Can raise a BranFileException

from pybran.loaders import Loader
from pybran.serializers import DefaultSerializer
from pybran.exceptions import BranSerializerException, BranFileException

loader = Loader()
loader.register(MyClass, DefaultSerializer)

myobject = MyClass()

try:
    loader.write("path/my_file", myobject)
except (BranSerializerException, BranFileException) as e:
    print(e)

Writing a Custom Serializer

Writing a custom serializer can be done by extending the Serializer class, and registering the class with your Loader instance.

from pybran.serializers import Serializer
from pybran.loaders import Loader

class MyCustomSerializer(Serializer):
    def serialize(self, loader, obj, **kwargs):
        # Implement custom serialization logic here

    def deserialize(self, loader, cls, data, **kwargs):
        # Implement custom deserialization logic here

loader = Loader()
loader.register(MyClass, MyCustomSerializer)

Overriding automatic Type ID generation

PyBran uses a cache to enumerate types with an identification token. This cache takes the form of a symmetric dict. This allows PyBran, when its necessary to store type information, to write the enumeration/ID of the Type, rather than the entire type information.

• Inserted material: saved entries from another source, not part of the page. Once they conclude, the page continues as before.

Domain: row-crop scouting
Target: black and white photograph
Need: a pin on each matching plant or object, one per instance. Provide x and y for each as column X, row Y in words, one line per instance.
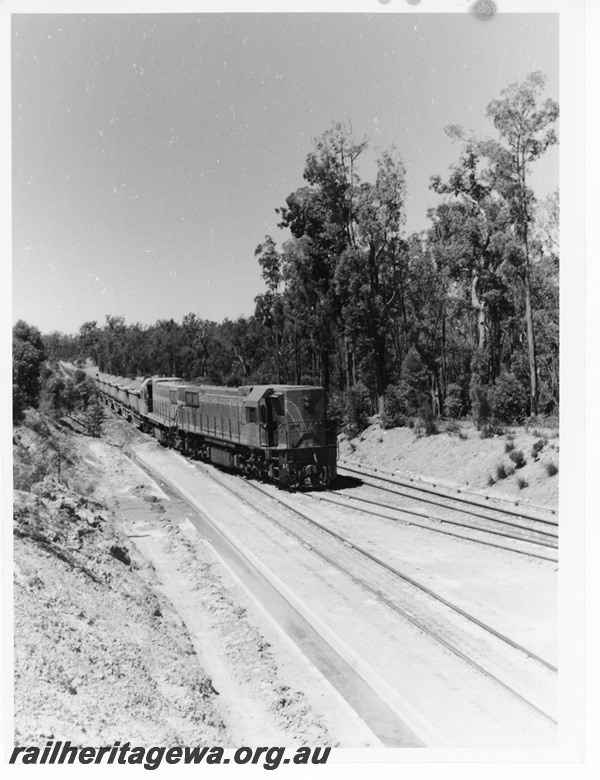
column 288, row 333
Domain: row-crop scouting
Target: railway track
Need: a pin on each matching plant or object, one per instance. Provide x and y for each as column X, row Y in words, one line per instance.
column 506, row 528
column 515, row 669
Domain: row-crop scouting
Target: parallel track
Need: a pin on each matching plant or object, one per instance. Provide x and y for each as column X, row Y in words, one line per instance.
column 462, row 634
column 532, row 533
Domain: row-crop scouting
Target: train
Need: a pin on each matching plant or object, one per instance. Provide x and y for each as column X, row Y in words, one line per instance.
column 277, row 432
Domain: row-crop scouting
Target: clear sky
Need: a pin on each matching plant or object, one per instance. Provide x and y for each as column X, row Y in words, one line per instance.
column 150, row 151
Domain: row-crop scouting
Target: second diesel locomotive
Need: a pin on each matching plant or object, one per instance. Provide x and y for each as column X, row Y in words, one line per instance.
column 279, row 432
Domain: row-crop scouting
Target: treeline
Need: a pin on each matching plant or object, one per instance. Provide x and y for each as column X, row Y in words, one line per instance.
column 461, row 319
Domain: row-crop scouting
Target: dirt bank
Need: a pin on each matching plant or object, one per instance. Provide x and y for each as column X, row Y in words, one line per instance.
column 462, row 458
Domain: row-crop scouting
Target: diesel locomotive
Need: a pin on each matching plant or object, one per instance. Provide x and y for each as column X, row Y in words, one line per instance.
column 278, row 432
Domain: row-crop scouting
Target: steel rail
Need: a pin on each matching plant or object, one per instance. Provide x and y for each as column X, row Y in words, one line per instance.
column 448, row 645
column 427, row 527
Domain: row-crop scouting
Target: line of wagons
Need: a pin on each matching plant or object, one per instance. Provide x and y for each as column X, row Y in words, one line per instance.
column 278, row 432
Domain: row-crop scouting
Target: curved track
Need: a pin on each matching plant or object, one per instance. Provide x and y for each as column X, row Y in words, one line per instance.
column 527, row 534
column 516, row 669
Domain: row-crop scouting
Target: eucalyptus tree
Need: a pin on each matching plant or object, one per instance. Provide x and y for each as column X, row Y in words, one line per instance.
column 525, row 123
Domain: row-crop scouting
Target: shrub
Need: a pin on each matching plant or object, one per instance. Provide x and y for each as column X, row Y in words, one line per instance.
column 350, row 410
column 414, row 382
column 358, row 408
column 518, row 458
column 508, row 399
column 426, row 421
column 480, row 407
column 452, row 427
column 395, row 408
column 537, row 447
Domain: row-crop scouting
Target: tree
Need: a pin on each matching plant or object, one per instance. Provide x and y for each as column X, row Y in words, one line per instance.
column 525, row 124
column 28, row 356
column 269, row 307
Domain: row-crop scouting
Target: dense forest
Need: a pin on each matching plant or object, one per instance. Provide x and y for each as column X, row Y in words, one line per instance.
column 460, row 319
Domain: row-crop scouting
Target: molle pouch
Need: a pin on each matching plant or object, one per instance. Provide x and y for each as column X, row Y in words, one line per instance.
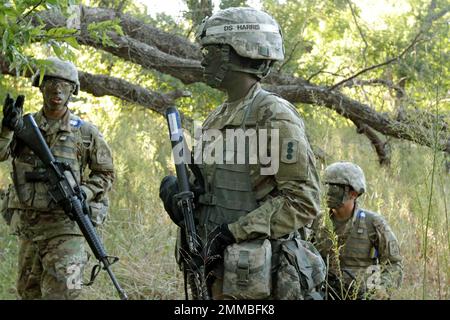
column 98, row 211
column 300, row 271
column 6, row 214
column 247, row 270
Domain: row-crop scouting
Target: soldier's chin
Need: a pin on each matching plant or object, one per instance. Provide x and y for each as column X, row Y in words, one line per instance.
column 52, row 106
column 210, row 80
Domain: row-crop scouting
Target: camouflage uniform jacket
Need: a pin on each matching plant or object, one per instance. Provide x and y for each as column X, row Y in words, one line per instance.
column 255, row 205
column 71, row 140
column 364, row 240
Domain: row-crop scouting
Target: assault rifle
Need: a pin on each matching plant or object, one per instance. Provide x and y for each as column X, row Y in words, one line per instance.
column 191, row 247
column 66, row 192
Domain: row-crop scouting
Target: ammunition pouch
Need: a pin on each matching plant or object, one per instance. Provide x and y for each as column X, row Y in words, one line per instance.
column 5, row 212
column 299, row 270
column 98, row 211
column 247, row 270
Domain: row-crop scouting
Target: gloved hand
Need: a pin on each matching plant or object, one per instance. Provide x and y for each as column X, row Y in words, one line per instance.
column 167, row 191
column 12, row 112
column 218, row 240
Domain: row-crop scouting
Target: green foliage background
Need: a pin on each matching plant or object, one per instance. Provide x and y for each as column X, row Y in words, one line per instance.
column 324, row 44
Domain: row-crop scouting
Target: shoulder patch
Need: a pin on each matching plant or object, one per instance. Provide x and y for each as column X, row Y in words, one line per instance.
column 76, row 123
column 394, row 249
column 103, row 156
column 289, row 150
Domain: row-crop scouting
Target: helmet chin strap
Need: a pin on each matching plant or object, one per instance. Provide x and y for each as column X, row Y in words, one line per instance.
column 262, row 72
column 226, row 66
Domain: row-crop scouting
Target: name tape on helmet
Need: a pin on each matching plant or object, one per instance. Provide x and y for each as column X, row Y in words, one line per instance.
column 241, row 27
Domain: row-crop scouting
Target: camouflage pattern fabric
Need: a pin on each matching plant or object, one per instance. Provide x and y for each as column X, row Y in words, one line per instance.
column 259, row 206
column 51, row 268
column 346, row 173
column 247, row 270
column 252, row 33
column 296, row 181
column 36, row 219
column 368, row 260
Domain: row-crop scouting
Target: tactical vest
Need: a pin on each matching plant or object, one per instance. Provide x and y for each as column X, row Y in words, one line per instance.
column 29, row 172
column 360, row 247
column 228, row 188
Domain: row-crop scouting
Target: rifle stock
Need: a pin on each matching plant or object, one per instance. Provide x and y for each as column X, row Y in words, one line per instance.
column 65, row 193
column 185, row 201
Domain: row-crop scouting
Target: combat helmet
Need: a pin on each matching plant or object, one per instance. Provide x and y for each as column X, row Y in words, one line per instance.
column 59, row 69
column 252, row 33
column 346, row 173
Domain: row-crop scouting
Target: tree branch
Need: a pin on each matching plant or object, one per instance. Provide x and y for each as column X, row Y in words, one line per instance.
column 416, row 39
column 359, row 30
column 162, row 52
column 382, row 149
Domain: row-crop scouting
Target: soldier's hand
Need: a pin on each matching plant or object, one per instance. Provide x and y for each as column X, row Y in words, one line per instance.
column 218, row 240
column 12, row 112
column 167, row 191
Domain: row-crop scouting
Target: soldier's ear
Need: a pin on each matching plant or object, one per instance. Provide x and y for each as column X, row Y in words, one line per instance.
column 353, row 194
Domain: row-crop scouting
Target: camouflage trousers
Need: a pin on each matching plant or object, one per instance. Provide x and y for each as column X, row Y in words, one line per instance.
column 51, row 268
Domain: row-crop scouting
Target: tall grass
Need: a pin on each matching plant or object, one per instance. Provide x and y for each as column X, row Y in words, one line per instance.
column 141, row 234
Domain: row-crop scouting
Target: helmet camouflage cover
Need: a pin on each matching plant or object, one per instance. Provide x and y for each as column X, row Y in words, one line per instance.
column 251, row 33
column 346, row 173
column 59, row 69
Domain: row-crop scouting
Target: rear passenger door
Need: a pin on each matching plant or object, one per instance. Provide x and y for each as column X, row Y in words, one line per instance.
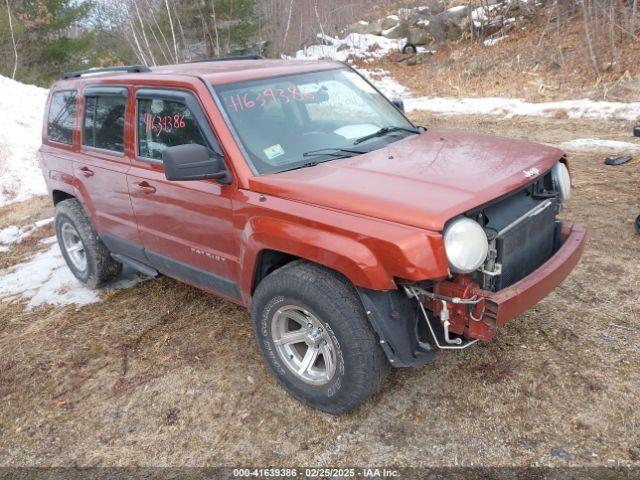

By default, Type IDs are generated with an Atomic counter. When PyBran registers a class, it automatically registers an enumeration for the class itself and any unseen types contained within.

pybran/decorators.py

...

type_registry = Registry(lambda k: TypeId().get_id())

...

This can be overridden by changing the default_value_generator of the type registry, like so:

import pybran

bespoke_map = {
    int: b'I',
    float: b'L'
}

def generate_key(k: type):
    return bespoke_map.get(type, pybran.TypeId().get_id())

pybran.type_registry.default_value_generator = generate_key
pybran.refresh()

Refresh MUST be called to refresh the registry caches if you update the default value generator functions. Otherwise the registry will contain both old and new autogenerated values.